The entire collection comprises 2,300 diecast model aircraft, with more than1,500 of them on display and the rest to be rotated over time.
Located in the airport departures lounge, the collection was assembled over the past five decades by retired Limerick city man Michael Kelly (67), whose love affair with aircraft started as a boy at Shannon in the late 1950s.
The unique collection includes model aircraft of 40 years old and more, with all 1:200 in scale and replicas of aircraft dating back to the 1940s.
“Today is a dream come true. I fell in love with aircraft in the late 1950s, the first minute my Dad brought me to Shannon Airport to spot aircraft as they landed and took off. So, to have spent a lifetime assembling this collection and bring it back to where it all started is more than I could have hoped for,” he said.
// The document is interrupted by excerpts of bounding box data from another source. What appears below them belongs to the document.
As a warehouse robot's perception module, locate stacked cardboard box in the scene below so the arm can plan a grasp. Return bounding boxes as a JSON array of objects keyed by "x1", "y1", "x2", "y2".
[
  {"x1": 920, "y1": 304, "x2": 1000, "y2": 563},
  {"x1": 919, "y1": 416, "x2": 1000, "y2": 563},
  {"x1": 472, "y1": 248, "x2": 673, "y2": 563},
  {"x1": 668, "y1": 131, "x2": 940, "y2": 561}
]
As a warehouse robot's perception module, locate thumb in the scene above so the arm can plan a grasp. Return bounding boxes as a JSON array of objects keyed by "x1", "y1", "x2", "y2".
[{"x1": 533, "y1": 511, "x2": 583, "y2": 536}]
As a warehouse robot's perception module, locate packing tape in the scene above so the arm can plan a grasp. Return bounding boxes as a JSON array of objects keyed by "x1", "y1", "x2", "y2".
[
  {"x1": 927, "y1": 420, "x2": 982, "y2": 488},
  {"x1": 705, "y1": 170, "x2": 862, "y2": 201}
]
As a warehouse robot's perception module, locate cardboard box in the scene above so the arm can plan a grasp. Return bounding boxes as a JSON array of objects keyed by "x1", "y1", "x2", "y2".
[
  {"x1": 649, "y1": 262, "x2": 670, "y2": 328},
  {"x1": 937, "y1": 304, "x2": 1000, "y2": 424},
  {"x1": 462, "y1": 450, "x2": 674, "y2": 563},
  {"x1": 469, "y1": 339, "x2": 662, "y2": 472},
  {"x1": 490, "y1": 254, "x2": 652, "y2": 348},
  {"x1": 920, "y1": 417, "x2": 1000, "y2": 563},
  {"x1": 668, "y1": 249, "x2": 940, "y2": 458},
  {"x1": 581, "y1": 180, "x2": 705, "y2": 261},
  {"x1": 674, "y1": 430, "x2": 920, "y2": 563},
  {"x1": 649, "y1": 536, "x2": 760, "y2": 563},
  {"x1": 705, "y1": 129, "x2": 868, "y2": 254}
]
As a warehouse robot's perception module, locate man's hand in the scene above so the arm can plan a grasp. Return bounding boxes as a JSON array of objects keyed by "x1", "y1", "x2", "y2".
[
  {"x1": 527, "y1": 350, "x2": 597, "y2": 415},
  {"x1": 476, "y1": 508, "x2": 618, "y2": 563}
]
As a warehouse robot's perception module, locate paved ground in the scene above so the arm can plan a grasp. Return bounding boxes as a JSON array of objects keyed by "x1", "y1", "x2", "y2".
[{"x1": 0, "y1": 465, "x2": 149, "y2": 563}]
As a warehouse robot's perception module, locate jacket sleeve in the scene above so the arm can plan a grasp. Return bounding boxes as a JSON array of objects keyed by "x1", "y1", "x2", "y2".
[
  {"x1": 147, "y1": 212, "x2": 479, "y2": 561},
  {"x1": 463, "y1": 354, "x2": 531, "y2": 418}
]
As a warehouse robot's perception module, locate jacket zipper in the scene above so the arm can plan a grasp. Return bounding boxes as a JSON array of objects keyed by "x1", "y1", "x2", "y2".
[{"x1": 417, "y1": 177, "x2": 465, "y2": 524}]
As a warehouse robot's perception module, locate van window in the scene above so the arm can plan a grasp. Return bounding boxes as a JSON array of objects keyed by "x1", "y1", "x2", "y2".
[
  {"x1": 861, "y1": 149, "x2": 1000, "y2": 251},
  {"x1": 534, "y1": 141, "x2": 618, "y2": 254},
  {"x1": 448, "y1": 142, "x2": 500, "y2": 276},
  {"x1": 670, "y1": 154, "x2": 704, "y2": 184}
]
The collection, which Mr Kelly began assembling from his mid-teens, outgrew his old farmhouse home at Farranshone, Limerick but the retired plumber/fitter has decided to bring it all back ‘home’ to Shannon. The majority of it is on display, with other aircraft held back and set to be rotated as time goes on.
Among the better-known are a range of Concordes that perfected take-off ability at Shannon; the Sunderland aircraft owned by Al Capone from the 1930s and the McDonnell Douglas DC6 – the oldest aircraft replicated in the collection. Also included are the Antonov 225, the world’s largest aircraft to fly commercially, which has also transited Shannon; the first Ryanair Boeing 737 aircraft and the full Aer Lingus collection.
Launching the permanent exhibition, Shannon Group chairperson Rose Hynes: “Shannon is a place of homecomings and this is certainly among the best of them. This permanent display is a superb addition to the airport, a gift to passengers. Making our passengers happy, making their time in our airport go by easily, letting them know we care, is something we work hard at. This exhibition is an example of that.”
Airport Director of Operations Niall Maloney said that Michael Kelly, through his determination and love of aviation, had managed to amass the largest collection of model aircraft in the world.
“It’s in keeping with an airport that has probably broken more frontiers than any other of its size in the world,” he added.